Sunday, February 14, 2010

Life lessons

Chantica has finally joined our herd. She was the last of our agisted (boarded) alpacas, remaining down south until she'd weaned her cria and been rebred for a spring birth. She's the daughter of our Sheba, and half-sister to Jedlicka (f) and 4-month-old Sarek (m). Sheba greeted her daughter quickly, then returned to grazing. It's been two years since they'd seen each other.

Hopi takes her new guardian duties seriously -- when she met Chantica, she chased her. I stepped between them, held my hand wide in front of Hopi's face, and told her "Stop! -- she's OK, she's one of us now, too."

The other dams and cria came to check out the new girl as Chantica surveyed the landscape. For the first few days, I kept her in small groups so she could become accustomed to her new home and learn the daily routines. At feeding time, Hopi tried to segregate her once more, but again I firmly told her No, and she backed away.

Chantica is in with the weanlings, maiden females, and a couple of dams with cria, including Sheba and her crew -- here the 'little family' is seen sharing the hay bin. I selected a range of ages and sizes to be in this mini-herd so the separated babies won't feel so alone.

It's been a full week now, and all is well. Chantica and Black Sable are both due mid-May, the first births of 2010 here at Aragon Alpacas.

On Friday I spent awhile mucking out a couple of barn areas where the weanlings and companions are penned at night. It rained most of the morning, and the dams chose to remain out in the hay field, obliviously grazing. Their fleece is so long and thick that only the top gets wet, they're still dry at the skin.

Getting ready for a trip to the feed store, I looked out the window and noticed Blackberry had come back up toward the barn and was all by herself, cushed or laying on the ground. At 18, she is our eldest, and her fleece is shorter because of her age. I recognize that she gets tired now more easily, too, and lately she sometimes cushes to eat. With a halter and some pellet treats, I went out to check on her.

Blackberry stood to eat from my hand and I haltered her easily, led her back to the barn where I toweled her off, put on a jacket, took her temperature (it was low), and gave her more food. Before leaving for the feed store, I put another alpaca in with her, as companion -- they stress when left alone.

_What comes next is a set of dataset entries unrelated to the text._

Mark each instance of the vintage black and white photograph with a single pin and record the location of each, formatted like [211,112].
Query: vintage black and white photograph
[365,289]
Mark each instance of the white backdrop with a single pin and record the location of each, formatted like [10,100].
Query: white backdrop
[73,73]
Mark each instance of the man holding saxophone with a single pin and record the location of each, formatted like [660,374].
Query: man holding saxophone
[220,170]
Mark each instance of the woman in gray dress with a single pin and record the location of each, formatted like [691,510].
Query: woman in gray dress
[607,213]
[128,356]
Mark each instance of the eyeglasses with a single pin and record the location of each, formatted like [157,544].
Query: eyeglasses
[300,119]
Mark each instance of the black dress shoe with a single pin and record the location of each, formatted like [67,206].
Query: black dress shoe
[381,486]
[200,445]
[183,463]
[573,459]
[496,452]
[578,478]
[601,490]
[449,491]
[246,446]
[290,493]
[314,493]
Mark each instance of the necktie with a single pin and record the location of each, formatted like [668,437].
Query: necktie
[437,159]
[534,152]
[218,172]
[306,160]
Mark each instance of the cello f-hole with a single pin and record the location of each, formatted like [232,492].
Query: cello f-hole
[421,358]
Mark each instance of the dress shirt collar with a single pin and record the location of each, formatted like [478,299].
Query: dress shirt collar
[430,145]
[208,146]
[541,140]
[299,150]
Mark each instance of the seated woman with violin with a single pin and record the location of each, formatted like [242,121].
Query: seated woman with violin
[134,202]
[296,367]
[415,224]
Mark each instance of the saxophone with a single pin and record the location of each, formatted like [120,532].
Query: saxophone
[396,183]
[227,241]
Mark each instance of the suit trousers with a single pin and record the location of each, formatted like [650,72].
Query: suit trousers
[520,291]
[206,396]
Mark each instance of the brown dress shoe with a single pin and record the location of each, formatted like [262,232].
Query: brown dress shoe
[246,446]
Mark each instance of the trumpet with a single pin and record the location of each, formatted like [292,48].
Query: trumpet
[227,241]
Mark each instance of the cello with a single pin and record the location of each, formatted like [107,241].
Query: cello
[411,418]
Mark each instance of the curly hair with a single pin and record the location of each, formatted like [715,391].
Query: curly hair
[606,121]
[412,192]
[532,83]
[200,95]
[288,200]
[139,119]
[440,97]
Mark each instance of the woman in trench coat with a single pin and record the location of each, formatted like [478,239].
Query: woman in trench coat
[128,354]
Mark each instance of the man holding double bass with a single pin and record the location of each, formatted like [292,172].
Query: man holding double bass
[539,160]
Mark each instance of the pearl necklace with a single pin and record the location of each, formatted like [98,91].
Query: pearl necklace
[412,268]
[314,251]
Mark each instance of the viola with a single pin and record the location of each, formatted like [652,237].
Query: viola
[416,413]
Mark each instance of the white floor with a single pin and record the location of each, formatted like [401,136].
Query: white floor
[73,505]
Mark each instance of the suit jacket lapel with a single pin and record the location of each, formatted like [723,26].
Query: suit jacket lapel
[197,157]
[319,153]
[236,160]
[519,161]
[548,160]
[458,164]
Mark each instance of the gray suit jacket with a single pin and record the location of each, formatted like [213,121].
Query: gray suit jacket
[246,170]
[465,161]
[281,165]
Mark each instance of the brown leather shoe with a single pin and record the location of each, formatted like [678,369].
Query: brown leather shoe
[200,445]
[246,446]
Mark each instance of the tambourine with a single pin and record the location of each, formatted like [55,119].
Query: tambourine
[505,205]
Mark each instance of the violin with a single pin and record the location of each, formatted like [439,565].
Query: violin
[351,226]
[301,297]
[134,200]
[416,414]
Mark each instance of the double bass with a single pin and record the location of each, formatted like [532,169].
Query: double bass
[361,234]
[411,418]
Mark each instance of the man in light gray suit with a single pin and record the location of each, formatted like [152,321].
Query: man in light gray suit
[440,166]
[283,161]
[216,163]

Mulling all of this over as I drove down Dillard Rd, I glanced over at a pasture of sheep and goats. Down away from their house I saw a white animal laying on the ground, head in an awkward position, and thought, "Oh no, another animal in trouble. I hope they do not come out to discover a dead one."

That concern hovered in my thoughts as I did my errands. Driving back, I looked in the pasture again to see if anyone had noticed the downed animal. To my great surprise and delight, there was a white goat standing with two little bright, shiny white kids nursing! It wasn't a death, as I'd feared, but Life!

Blackberry was fine. I took off her jacket so the afternoon sun could continue to warm and dry her, then unloaded bags of supplies, and went to check on the weanlings. The clever girls discovered that I hand not quite closed a partition in the barn, and next I saw Blackberry and Jedlicka in the gated driveway, headed toward the pasture.

This time when I tried to get Blackberry back to the barn, she steadfastly refused to go. It's always preferable to their well-being that they're not stressed, so I took the cues from her. Since she really wanted to be back out there with her herd, I let them out and both girls ran down to rejoin them.

Blackberry's boy Toledo is one of the weanlings, and now all of her resources can be solely for her. For the first week I day-wean, allowing the pairs back together at night. This way they are not quite so frantic, and the moms' milk can begin slacken off. Then it's 24/7.

Since we have so many cria of similar color and size, I put bandannas on the weanlings for simpler sorting. The three girls who generally stayed near their moms have had less trouble adjusting than the two free-lance boys who are now whining and crying until distracted by food.

And Hopi the llama just observes all of this, not quite understanding what all of the activity is about or why her herd is in different sections now.

We are preparing to plant our spring garden. First of all, deer fencing is going up. Mike has designed a gate with an arbor above it, yet to be built. We're researching roto-tillers, trying to decide if we really need one, and if so, which brand and style? Laying out a bit more cardboard (from a neighbor's new stove), lasagna-gardening style; and marking pages in the Territorial Seed Catalog. This will be quite grand in size, since I've only gardened in a small backyard plot until now.

Lastly, we have finally installed the walls on the back of Galileo's shed, and painted on the primer coat before the weekend rains. He seems quite pleased with it! A sliding door is next, so we can store hay and supplies for him there instead of bringing feed up from the boys' barn each evening.

Slowly, our plans continue to take shape!

Much like a website, a farm is never 'done.'

3 comments:

Terra said...

A gem of a story and experience.

Ed said...

Hey those walls look very sharp. The caring of you both there appears not only in the healthy farm but in the great narratives & pictures that show it all off. Kudos continue.